# Wild have- what's it doing?



## jen74145 (Oct 31, 2006)

The house we are renting has a hive in the wall. Prop mgmt company owns it and has no interest in removing them. Bee people will have to cut into the house to remove and can't without owners okay. We're leaving in a couple months so I'm just done fighting about it. 

Anyway. They swarmed and split a week ago. Today, another swarm, this time at the entrance to the hive rather than an adjacent tree. 

I'm hoping against reason that they're abandoning ship but, well. Theories?


----------



## thekibblegoddes (Jun 24, 2014)

Nope, they are not abandoning ship. Your healthy hive is throwing swarms. That's what healthy hives do. Perhaps your local beekeeper could explain to the property management company just how much damage a hive in a wall can do to a house? If for some reason the bees should die, all that honey and wax will melt and start dripping down the inside of the wall, attracting ants, wasps, and any creature that likes sweet. And wax moths, a pest of bees, eat wood. Quite a bit of wood if there is an infestation.


----------



## Terri (May 10, 2002)

thekibblegoddes said:


> Nope, they are not abandoning ship. Your healthy hive is throwing swarms. That's what healthy hives do. Perhaps your local beekeeper could explain to the property management company just how much damage a hive in a wall can do to a house? If for some reason the bees should die, all that honey and wax will melt and start dripping down the inside of the wall, attracting ants, wasps, and any creature that likes sweet. And wax moths, a pest of bees, eat wood. Quite a bit of wood if there is an infestation.


This.

Though I would add cockroaches and mice to the list of what likes sweets. NOT a pretty picture!


----------



## thericeguy (Jan 3, 2016)

I am rather surprised a managemeny company would respond this way. Along with physical damage, there are potential liability issues. If you move out, it will be unrentsble as is, so they will be forced to deal with it eventually anyway. 

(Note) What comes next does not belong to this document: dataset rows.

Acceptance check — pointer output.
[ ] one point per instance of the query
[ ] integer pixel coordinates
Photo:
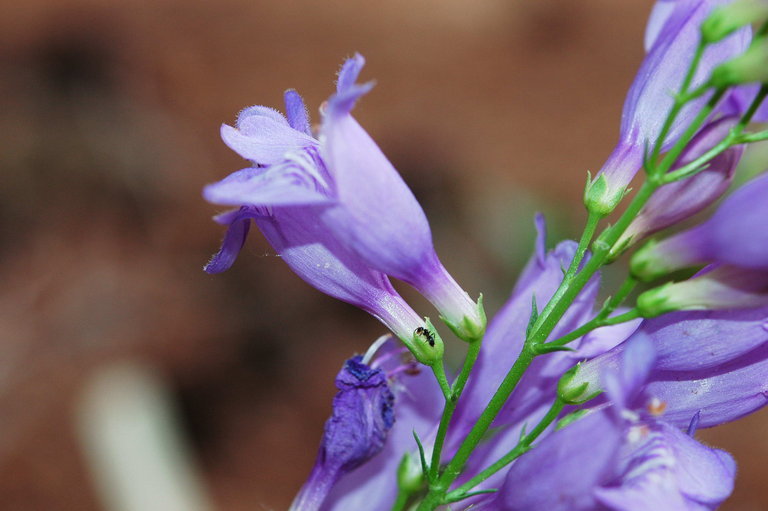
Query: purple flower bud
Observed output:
(737, 234)
(711, 363)
(677, 201)
(718, 394)
(563, 471)
(672, 38)
(363, 414)
(343, 187)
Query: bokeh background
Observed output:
(109, 118)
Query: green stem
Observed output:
(450, 406)
(586, 238)
(523, 446)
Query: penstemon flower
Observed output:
(567, 402)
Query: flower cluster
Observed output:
(571, 404)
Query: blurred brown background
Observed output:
(109, 129)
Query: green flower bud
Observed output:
(578, 385)
(726, 19)
(470, 329)
(600, 197)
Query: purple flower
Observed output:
(663, 468)
(363, 414)
(326, 265)
(708, 363)
(715, 288)
(736, 235)
(343, 188)
(506, 335)
(671, 38)
(677, 201)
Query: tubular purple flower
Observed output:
(663, 468)
(723, 287)
(659, 467)
(737, 235)
(363, 414)
(671, 38)
(326, 265)
(677, 201)
(346, 189)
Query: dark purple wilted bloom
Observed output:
(327, 265)
(342, 188)
(671, 38)
(677, 201)
(363, 414)
(709, 363)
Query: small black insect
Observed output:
(426, 334)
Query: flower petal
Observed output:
(264, 140)
(559, 474)
(234, 239)
(279, 185)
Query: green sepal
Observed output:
(409, 478)
(455, 498)
(656, 301)
(574, 395)
(645, 265)
(426, 344)
(570, 419)
(544, 348)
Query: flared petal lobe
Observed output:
(559, 474)
(737, 235)
(363, 414)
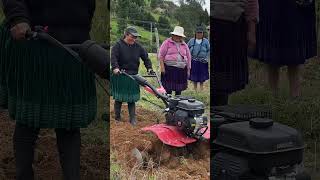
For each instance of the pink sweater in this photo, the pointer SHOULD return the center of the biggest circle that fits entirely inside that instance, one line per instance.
(252, 10)
(169, 52)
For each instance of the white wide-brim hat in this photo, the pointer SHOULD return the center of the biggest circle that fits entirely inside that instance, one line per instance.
(178, 31)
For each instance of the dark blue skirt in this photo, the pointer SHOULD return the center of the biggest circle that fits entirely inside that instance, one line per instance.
(286, 33)
(229, 68)
(175, 79)
(199, 71)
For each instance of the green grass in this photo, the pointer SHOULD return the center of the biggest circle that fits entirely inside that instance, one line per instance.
(302, 114)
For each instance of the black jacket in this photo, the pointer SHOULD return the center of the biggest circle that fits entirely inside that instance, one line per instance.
(127, 57)
(69, 21)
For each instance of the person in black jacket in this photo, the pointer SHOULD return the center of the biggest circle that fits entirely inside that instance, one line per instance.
(125, 55)
(47, 88)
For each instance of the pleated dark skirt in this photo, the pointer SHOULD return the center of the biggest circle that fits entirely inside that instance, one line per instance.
(286, 33)
(229, 69)
(175, 79)
(199, 71)
(44, 85)
(124, 89)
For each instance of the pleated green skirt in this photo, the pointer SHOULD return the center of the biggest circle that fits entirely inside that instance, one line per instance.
(43, 86)
(124, 89)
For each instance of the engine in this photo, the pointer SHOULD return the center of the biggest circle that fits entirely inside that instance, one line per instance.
(187, 114)
(251, 146)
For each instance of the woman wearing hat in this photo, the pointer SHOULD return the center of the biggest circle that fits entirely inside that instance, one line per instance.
(200, 50)
(125, 55)
(175, 62)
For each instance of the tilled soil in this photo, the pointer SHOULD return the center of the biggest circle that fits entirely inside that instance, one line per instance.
(160, 161)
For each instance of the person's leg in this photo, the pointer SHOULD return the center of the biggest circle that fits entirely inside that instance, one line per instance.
(24, 140)
(117, 110)
(273, 78)
(68, 142)
(201, 86)
(195, 86)
(294, 73)
(132, 113)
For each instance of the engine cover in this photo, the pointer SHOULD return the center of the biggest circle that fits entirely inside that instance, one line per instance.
(261, 140)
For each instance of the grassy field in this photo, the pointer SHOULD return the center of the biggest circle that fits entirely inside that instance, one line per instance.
(301, 113)
(116, 169)
(96, 135)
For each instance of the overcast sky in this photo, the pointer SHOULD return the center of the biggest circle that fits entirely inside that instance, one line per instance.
(206, 5)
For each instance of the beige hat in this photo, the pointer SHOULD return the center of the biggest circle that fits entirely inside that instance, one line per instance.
(178, 31)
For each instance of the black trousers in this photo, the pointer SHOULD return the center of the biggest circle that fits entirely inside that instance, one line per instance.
(68, 142)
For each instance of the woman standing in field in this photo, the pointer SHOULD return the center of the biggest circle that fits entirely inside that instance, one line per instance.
(200, 51)
(234, 32)
(286, 36)
(125, 55)
(175, 62)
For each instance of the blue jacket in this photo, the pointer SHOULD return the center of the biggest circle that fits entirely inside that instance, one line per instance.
(201, 50)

Lots of downside with zero upside. Are they a slumlord or something?

Try and get the govt involved if you can afford the risk of being found financially responsible for removal. Crazy situation IMHO.


----------



## Iddee (Sep 25, 2005)

There is no reason to cut the house. Show your local beekeeper this link.

http://www.worldwidebeekeeping.com/forum/index.php/topic,29.0.html

PS. I know of 2 houses in town here that have had bees in them off and on for 30 plus years. Neither house has any structural damage. Bees do no damage to the house. The only time you will have a rotting honey mess is when the bees are poisoned or die suddenly from a similar cause. If they die naturally, the honey will be used up before they are gone.

Small Hive beetle infestation excluded.


----------